The one-child policy was fully lifted in 2015 after an earlier partial lifting.

Dube said the timing for toy companies such as Jakks and Mattel is right, but a lot will depend on cultural competency and digital execution.

Wang Feng, a UC Irvine sociologist who studies China’s population policies, said that while the scrapping of the one-child policy is relevant, the move doesn’t necessarily mean a large number of babies being born.

Many women who already have children might not want another one, especially if they live in urban areas where the cost of living is high and there’s uncertainty in the job market, Feng said.

“Even by the most conservative estimates, the projection was that there’d be around 2 million new births in 2016. The results were substantially lower,” he said.

China solution

Jakks and Mattel still might be looking to the market to help their bottom line after recent financial struggles.

On its website, Jakks reported 2016 sales of $706 million, down 5.5 percent from the $745 million it posted the year previously.

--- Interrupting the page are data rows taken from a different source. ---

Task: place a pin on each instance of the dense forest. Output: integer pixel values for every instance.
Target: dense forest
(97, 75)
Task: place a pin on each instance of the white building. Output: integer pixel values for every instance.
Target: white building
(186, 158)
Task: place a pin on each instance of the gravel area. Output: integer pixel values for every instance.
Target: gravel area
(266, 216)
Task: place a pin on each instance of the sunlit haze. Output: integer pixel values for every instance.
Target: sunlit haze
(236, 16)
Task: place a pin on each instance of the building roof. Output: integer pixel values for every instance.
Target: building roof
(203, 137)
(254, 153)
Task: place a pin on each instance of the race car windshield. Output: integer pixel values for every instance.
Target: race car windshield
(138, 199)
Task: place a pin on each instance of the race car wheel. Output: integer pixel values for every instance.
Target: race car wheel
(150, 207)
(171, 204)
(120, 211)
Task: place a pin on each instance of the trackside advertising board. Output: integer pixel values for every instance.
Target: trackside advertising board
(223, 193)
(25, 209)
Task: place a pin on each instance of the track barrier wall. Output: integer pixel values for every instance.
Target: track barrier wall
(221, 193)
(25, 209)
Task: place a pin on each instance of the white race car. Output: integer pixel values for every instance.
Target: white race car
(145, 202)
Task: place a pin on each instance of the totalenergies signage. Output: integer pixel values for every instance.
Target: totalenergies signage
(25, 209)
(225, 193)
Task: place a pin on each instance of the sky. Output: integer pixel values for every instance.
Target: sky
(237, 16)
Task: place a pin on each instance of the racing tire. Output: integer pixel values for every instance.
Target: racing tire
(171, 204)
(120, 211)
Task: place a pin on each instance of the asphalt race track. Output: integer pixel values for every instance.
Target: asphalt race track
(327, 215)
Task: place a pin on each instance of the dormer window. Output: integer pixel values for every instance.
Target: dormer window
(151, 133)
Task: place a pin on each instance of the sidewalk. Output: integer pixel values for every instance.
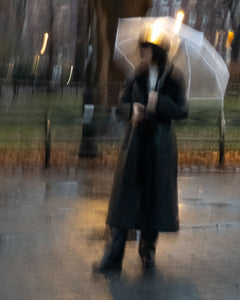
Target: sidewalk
(52, 229)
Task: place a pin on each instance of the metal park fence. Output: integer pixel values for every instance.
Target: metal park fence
(39, 129)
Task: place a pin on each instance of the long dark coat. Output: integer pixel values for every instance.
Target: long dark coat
(144, 193)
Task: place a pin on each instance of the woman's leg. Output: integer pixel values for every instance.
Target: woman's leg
(114, 251)
(147, 247)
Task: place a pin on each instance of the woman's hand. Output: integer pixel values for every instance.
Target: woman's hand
(152, 102)
(138, 112)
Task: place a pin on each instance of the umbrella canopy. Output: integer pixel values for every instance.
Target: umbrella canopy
(206, 74)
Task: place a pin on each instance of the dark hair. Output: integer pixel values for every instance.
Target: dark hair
(159, 56)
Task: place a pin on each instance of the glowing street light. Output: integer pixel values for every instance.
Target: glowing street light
(179, 20)
(44, 45)
(70, 75)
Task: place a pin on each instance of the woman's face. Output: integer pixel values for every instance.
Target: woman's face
(146, 54)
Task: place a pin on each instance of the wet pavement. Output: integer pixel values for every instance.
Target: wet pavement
(52, 228)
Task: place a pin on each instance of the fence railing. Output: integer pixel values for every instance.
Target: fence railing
(40, 129)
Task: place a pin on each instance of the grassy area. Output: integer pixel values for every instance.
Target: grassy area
(23, 121)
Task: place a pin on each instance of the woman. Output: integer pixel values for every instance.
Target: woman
(144, 194)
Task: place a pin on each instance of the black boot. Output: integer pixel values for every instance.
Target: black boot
(114, 252)
(147, 249)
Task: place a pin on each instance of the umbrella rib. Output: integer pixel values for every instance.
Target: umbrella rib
(190, 72)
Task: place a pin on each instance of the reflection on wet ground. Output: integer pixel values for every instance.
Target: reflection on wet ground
(52, 227)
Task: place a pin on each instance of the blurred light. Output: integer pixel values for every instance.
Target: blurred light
(70, 75)
(229, 39)
(155, 34)
(35, 64)
(10, 70)
(179, 19)
(44, 45)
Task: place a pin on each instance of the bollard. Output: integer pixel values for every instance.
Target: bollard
(47, 141)
(222, 128)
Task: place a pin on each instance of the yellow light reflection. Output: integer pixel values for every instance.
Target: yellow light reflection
(35, 64)
(70, 75)
(44, 45)
(179, 20)
(155, 34)
(229, 39)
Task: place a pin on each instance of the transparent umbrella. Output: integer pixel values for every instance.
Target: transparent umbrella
(206, 74)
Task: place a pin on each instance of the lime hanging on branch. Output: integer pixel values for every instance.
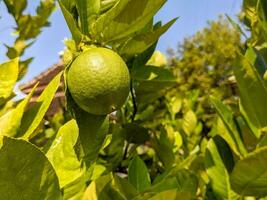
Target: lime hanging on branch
(99, 81)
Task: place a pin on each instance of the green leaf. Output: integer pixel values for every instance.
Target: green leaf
(28, 175)
(93, 130)
(182, 181)
(11, 121)
(33, 116)
(171, 195)
(125, 18)
(8, 76)
(138, 174)
(164, 147)
(143, 41)
(135, 133)
(189, 122)
(109, 187)
(232, 136)
(218, 157)
(151, 82)
(62, 156)
(76, 34)
(88, 11)
(250, 173)
(16, 7)
(253, 88)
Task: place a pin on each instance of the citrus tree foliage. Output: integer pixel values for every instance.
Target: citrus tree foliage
(204, 62)
(156, 145)
(28, 27)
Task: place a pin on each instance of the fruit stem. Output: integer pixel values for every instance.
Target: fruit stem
(134, 100)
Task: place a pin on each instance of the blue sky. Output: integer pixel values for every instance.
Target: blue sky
(193, 16)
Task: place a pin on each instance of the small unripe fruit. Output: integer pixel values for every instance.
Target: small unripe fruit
(99, 81)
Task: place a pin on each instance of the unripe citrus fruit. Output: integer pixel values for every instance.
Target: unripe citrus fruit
(99, 81)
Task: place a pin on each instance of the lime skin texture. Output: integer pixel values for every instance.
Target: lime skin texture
(99, 81)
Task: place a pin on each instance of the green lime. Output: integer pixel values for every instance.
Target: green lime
(99, 81)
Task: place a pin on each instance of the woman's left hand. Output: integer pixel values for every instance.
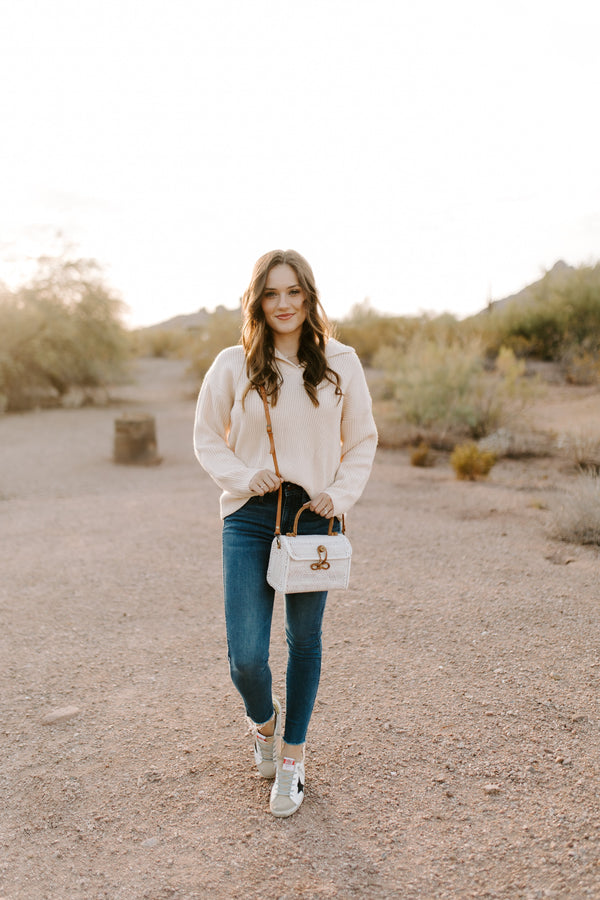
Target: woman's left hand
(322, 504)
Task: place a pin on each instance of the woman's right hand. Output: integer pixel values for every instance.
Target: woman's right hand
(264, 482)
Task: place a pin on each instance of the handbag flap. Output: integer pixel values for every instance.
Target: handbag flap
(304, 546)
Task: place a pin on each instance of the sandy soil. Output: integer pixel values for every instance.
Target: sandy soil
(454, 748)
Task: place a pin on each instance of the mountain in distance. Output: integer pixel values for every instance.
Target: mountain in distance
(558, 271)
(192, 321)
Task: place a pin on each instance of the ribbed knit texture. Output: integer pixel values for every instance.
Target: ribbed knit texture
(232, 444)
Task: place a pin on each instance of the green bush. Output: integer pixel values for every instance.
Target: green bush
(470, 463)
(61, 331)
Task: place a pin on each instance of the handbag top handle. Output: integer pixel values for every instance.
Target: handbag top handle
(263, 395)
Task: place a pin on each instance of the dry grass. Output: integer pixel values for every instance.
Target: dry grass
(582, 448)
(577, 519)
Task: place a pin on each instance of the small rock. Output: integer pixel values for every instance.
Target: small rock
(492, 789)
(60, 715)
(150, 842)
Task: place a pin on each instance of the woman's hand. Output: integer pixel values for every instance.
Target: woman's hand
(264, 482)
(322, 505)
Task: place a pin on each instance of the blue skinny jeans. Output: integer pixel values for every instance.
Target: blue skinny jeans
(247, 537)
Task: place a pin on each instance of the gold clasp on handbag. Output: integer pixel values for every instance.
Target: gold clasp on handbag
(322, 564)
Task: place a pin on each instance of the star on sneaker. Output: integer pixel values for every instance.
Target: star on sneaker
(265, 748)
(288, 791)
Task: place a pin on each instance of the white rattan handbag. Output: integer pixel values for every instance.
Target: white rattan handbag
(299, 563)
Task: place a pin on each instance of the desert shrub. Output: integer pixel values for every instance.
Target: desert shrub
(557, 319)
(582, 449)
(470, 462)
(61, 331)
(444, 387)
(221, 330)
(519, 443)
(577, 517)
(159, 343)
(369, 331)
(421, 456)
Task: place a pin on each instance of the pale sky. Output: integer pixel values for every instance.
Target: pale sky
(425, 155)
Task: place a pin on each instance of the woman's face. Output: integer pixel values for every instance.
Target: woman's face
(284, 302)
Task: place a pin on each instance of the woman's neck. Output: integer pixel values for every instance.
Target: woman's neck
(288, 348)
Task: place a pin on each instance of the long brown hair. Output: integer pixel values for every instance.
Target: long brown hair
(257, 336)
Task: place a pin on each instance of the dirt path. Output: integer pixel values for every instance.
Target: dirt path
(454, 749)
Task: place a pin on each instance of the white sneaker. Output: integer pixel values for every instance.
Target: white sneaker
(266, 748)
(288, 791)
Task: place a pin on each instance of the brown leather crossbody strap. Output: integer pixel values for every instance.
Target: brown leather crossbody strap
(263, 395)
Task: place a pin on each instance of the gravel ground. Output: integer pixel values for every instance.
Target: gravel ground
(454, 748)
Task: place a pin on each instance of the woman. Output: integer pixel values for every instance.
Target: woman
(320, 409)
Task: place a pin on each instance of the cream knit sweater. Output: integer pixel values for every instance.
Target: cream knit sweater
(328, 448)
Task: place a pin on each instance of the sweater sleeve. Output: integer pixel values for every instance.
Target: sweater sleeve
(211, 430)
(359, 442)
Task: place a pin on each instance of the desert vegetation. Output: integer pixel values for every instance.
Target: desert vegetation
(60, 333)
(441, 386)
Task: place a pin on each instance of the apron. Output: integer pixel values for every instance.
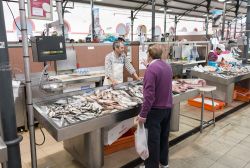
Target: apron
(117, 72)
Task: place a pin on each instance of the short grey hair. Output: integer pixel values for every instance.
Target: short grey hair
(117, 44)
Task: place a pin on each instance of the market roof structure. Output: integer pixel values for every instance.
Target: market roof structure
(192, 8)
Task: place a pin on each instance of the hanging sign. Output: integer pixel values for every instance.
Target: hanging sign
(40, 9)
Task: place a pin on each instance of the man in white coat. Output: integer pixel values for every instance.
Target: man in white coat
(114, 63)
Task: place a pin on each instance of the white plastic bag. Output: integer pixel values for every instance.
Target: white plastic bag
(141, 141)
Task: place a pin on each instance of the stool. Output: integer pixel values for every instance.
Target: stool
(204, 90)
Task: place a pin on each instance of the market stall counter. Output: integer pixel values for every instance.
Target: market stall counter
(3, 151)
(224, 83)
(78, 118)
(180, 67)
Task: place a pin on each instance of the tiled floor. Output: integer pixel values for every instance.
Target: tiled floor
(227, 145)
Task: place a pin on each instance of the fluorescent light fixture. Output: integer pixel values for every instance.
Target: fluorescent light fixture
(168, 10)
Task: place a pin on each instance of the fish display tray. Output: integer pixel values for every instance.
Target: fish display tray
(241, 94)
(197, 102)
(124, 142)
(82, 127)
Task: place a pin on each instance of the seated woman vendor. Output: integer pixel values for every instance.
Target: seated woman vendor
(216, 55)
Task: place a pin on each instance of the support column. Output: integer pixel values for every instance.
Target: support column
(60, 14)
(235, 28)
(153, 20)
(206, 22)
(228, 30)
(7, 106)
(92, 20)
(175, 28)
(246, 46)
(223, 21)
(165, 17)
(29, 100)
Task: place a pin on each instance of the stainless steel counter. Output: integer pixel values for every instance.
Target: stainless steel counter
(181, 66)
(225, 87)
(3, 151)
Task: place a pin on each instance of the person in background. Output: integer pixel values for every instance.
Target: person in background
(157, 106)
(114, 63)
(218, 54)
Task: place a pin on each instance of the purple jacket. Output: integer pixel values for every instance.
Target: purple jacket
(157, 87)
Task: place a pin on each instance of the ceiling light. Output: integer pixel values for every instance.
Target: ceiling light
(168, 10)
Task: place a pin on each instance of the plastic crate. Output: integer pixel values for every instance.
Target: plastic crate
(241, 94)
(197, 102)
(126, 141)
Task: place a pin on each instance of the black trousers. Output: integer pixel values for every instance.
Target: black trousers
(158, 125)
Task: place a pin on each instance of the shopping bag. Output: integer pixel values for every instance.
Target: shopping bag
(141, 141)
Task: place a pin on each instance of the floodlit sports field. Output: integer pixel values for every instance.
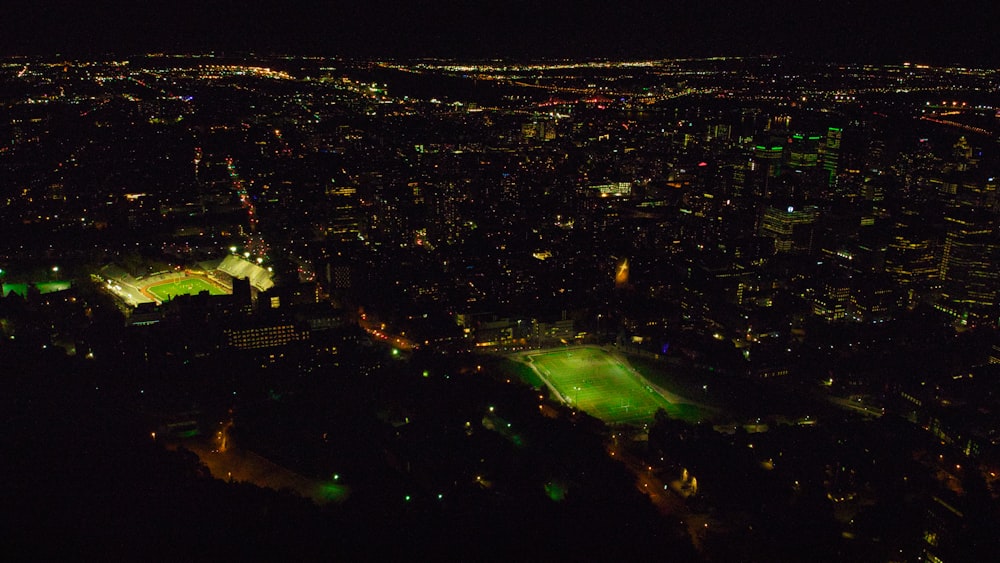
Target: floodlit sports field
(185, 286)
(603, 386)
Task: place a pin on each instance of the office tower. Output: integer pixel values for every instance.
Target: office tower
(791, 227)
(969, 262)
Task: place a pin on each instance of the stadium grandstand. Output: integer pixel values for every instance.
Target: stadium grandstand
(216, 277)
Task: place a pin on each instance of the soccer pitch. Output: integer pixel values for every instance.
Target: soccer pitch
(185, 286)
(604, 386)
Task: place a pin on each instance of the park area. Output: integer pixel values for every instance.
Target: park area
(606, 387)
(167, 290)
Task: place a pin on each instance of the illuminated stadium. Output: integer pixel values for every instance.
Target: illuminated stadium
(605, 386)
(215, 277)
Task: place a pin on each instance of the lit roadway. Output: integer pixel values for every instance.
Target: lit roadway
(665, 500)
(235, 464)
(381, 332)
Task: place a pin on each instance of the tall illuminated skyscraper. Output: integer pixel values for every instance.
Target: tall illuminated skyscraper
(969, 262)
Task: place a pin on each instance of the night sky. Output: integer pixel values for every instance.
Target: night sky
(957, 31)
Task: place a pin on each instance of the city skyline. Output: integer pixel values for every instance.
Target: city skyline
(835, 31)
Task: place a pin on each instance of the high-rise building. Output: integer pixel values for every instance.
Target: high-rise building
(803, 151)
(791, 227)
(970, 269)
(830, 154)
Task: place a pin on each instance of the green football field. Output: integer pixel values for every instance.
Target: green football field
(603, 386)
(186, 286)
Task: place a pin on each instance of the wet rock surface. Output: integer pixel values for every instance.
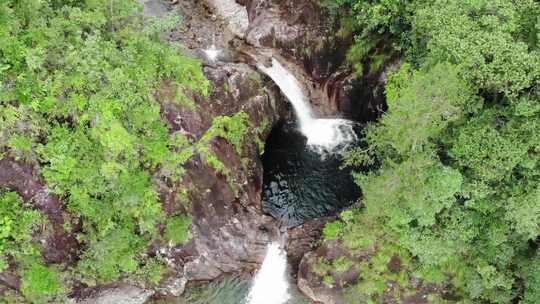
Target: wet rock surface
(114, 294)
(23, 177)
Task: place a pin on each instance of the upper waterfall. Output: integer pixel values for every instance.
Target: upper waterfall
(290, 86)
(323, 134)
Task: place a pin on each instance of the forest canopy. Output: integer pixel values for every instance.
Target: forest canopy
(77, 97)
(456, 189)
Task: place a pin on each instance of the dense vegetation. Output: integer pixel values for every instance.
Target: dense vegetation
(456, 190)
(77, 97)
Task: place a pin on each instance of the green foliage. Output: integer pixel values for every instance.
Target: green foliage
(456, 154)
(332, 230)
(17, 225)
(78, 83)
(39, 282)
(531, 276)
(177, 229)
(342, 264)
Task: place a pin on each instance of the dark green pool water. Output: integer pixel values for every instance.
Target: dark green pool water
(299, 183)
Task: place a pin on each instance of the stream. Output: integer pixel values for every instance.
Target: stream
(302, 180)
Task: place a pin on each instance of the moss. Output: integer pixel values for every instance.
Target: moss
(322, 267)
(333, 230)
(328, 280)
(342, 264)
(177, 229)
(40, 282)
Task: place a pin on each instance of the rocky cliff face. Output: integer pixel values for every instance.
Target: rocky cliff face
(230, 232)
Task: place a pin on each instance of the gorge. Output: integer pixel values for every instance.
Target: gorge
(269, 152)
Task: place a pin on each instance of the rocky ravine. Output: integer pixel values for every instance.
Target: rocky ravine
(230, 231)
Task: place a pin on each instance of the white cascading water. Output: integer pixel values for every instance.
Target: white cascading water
(324, 135)
(270, 285)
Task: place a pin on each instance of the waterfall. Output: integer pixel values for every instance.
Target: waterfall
(323, 135)
(270, 285)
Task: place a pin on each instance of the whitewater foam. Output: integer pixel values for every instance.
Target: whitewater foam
(324, 135)
(270, 285)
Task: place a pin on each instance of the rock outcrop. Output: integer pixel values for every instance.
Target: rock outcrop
(229, 232)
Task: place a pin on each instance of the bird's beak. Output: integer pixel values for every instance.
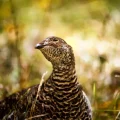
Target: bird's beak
(39, 46)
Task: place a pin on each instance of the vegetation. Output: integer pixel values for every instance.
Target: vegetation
(91, 27)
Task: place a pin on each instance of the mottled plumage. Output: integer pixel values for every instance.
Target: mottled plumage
(61, 96)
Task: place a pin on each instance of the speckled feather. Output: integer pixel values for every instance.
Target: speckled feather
(61, 96)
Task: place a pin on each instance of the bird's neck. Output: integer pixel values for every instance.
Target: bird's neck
(64, 73)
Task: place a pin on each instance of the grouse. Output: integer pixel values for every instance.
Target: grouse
(60, 96)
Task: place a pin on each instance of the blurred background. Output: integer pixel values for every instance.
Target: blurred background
(91, 27)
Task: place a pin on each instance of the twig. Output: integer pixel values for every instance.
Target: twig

The company attributed that drop to some key licensed products performing poorly.

Sales in China, however, increased by 256 percent, though that represented only 1 percent of total sales for the year, Jakks told investors last month.

Net income fell a whopping 95 percent to $1.2 million (7 cents a diluted share) last year from $23.2 million (71 cents) in 2015.

A company spokeswoman declined to comment on the fall in net income, referring to a statement on its website that said some “key licensed products performed poorly.”

It was a value proposition that Soon-Shiong brought to Jakks when he took his first big stake in the company in 2012. At the time, Soon-Shiong’s NantWorks formed a partnership with Jakks called DreamPlay Toys to develop and sell toys and other products using NantWorks’ iDream image recognition technology.

Mattel also saw a decline in net sales last year, falling to $5.4 billion, down 4 percent from $5.7 billion in 2015.

Its net income fell 14 percent to $318 million last year (92 cents a diluted share), from $369 million ($1.08) in 2015.

At the end of 2015, the toymaker lost a deal estimated to be worth $300 million to $500 million with Disney, with which Mattel had been working since 1955. Disney handed Hasbro, one its many partners in developing its Princess line, the toy’s production license beginning in January of last year.

Mattel rebounded with an announcement last month that it had partnered with Alibaba, signaling a calculated shift toward online sales and a bigger interest in the Chinese market.

Offering its artificial intelligence lab as part of the deal, Alibaba, often called the Amazon.com of China, will help Mattel develop education-focused products. The company also will help Mattel better market its products by using data Alibaba has collected on Chinese consumers, according to a statement from Mattel.

“Chinese parents hold more value to educational toys,” said Gerrick Johnson, an analyst with BMO Capital Markets Corp. “By using a partner such as Alibaba, it’s great that Mattel has boots on the ground. It’ll know what to market to people.”